The interview comes off as charming (because he is, goddamit), but it serves as quite a juxtaposition to Tom’s pretentious view of his own music, illustrated in a short essay called ‘Collaborating With Machines’ that he penned closely after 2004’s Ultravisitor, his next LP after Go Plastic (I always recognised 2002’s Do You Know Squarepusher as an EP).
He spews utter nonsense about the machines’ influence over him and his music. So good, what a twit, I love it so much (read it here) Anyhow, as he’s been indulging himself along these lines for 16 years now, I feel that he achieved the height of human/machine symbiosis on 2012’s Ufabulum with the closing track ‘Ecstatic Shock’ (I’m jumping by about here a bit, but who gives a shit). It’s probably in my list of fav pieces of music over the past five years or so, so fucking good. The production and structure are both so abstract, I love it.
Squarepusher – Ecstatic Shock (Enstrobia)
It Was Probably Inevitable, A Real Life Robot Band
Despite not liking the release very much at all, I’ve kind of left myself with no place to go other than to refer to it here – though the existence of such a thing truly is nourishingly absurd.

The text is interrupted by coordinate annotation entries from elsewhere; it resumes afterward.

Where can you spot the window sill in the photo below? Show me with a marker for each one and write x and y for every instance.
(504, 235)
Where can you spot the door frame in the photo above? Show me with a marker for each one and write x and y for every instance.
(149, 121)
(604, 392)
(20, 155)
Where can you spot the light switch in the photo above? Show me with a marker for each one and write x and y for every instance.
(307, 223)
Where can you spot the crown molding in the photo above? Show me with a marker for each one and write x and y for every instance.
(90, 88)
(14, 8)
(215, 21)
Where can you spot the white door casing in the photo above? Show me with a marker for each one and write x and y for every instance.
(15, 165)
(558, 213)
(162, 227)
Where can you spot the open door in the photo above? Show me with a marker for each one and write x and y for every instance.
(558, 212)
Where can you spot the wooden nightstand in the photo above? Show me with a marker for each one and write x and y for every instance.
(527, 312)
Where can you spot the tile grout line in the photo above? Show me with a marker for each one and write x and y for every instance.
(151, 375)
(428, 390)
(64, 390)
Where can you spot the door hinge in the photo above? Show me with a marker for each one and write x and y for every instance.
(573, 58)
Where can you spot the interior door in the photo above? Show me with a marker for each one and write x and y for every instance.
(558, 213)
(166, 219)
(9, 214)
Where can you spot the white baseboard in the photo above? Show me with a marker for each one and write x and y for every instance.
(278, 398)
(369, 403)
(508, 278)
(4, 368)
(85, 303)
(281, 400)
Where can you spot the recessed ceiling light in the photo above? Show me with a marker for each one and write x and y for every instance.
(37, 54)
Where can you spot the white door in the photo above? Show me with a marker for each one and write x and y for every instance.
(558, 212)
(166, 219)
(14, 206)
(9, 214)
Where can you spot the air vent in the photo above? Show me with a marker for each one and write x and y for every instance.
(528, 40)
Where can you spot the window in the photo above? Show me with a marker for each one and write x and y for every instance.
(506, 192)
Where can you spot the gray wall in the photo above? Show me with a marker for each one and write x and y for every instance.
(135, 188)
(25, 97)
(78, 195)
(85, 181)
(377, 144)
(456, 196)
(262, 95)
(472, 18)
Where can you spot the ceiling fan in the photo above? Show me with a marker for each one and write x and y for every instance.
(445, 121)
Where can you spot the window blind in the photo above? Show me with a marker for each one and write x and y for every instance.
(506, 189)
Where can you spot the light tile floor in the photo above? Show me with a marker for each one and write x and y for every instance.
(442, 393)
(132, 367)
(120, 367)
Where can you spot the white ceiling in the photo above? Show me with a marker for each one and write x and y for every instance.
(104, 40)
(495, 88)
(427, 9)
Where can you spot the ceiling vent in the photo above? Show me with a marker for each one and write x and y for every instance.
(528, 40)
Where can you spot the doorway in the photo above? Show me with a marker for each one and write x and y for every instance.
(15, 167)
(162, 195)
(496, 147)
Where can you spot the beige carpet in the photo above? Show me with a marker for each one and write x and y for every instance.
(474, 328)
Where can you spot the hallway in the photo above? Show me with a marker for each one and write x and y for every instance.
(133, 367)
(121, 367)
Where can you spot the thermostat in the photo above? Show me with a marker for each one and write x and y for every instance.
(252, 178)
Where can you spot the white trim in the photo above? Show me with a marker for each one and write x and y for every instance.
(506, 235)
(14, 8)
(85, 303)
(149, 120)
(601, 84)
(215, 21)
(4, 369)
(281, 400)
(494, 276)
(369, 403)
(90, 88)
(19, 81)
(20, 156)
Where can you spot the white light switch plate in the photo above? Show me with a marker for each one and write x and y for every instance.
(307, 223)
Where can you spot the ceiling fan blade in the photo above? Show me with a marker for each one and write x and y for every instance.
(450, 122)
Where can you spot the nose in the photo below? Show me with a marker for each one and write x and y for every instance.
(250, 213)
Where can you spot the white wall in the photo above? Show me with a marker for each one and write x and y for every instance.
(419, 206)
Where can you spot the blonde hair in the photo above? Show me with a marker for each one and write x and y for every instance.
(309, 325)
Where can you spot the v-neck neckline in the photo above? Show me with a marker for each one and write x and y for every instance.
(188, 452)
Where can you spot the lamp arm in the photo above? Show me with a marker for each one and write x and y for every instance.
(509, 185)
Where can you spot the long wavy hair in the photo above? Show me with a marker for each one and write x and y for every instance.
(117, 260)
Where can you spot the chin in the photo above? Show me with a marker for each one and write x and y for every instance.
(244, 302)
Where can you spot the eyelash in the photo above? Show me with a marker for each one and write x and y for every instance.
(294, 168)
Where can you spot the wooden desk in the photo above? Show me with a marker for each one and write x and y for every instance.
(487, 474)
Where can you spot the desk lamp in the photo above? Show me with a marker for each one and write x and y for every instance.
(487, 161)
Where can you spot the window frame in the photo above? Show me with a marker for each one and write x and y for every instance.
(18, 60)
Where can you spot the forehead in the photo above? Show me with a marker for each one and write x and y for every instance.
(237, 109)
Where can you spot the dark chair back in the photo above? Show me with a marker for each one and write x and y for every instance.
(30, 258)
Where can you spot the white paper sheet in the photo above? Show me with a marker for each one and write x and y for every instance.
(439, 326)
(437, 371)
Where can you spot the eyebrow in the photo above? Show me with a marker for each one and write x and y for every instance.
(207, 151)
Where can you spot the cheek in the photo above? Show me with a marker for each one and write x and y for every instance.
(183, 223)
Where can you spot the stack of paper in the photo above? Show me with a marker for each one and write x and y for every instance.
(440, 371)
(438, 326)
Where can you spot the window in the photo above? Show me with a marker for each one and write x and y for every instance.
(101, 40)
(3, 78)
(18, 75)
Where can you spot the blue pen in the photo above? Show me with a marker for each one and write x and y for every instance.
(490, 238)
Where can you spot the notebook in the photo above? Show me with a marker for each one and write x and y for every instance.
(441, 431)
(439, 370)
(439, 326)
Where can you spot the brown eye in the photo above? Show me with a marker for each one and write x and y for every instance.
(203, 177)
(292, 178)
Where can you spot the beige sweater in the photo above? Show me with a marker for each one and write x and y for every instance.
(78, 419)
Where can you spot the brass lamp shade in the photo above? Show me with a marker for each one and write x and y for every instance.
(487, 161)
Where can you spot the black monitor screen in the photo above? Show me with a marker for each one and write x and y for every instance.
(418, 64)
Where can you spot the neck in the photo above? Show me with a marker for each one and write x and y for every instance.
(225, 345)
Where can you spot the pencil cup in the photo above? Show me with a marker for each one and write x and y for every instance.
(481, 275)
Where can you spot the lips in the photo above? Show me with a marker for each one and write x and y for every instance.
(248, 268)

Music for Robots is a collaboration between Jenkinson and The Z-Machines, a robot rock band developed by a university professor and a mechanical designer as “the future of live music”, funded by Molson Coors Japan to opportunistically promote a drink called Zima. Very funny, right? I don’t feel overly qualified to describe how the band works, and this video doesn’t really help that, but here’s a behind the scenes offering.
Anyways, the record stinks, it’s a touch unpalatable and just plain boring, really. I do not recommend it. Squarepusher is quoted as using the collaboration as an opportunity to oppose the notion that only humans can create emotionally evocative music but, yes, no, I do not think you succeeded this time, mate. The only real evocation I care to put to this article is the dystopian future this record elicits if we are to consider this as music capable of inducing emotion. One fun image conjured is an imagined future where a little robot child sits on the edge of its cast iron bunk, posters of The Z-Machines on the wall above, a FireWire cable stuck into its forehead directly implanting the experience of excitement of listening to such detritus.
Here’s the last track, probably the best on the record.
Squarepusher x Z-Machines – You Endless (Music for Robots)
Anyhow, I’m not sure how much more I can rabbit on about this all, so I’ll choose to end it now. And I’ve probably reached a good enough end point, really, given the foreword bypassed lamentation I began with. Thanks for checking out my Virtual Mixtape, I hope you’ve enjoyed it.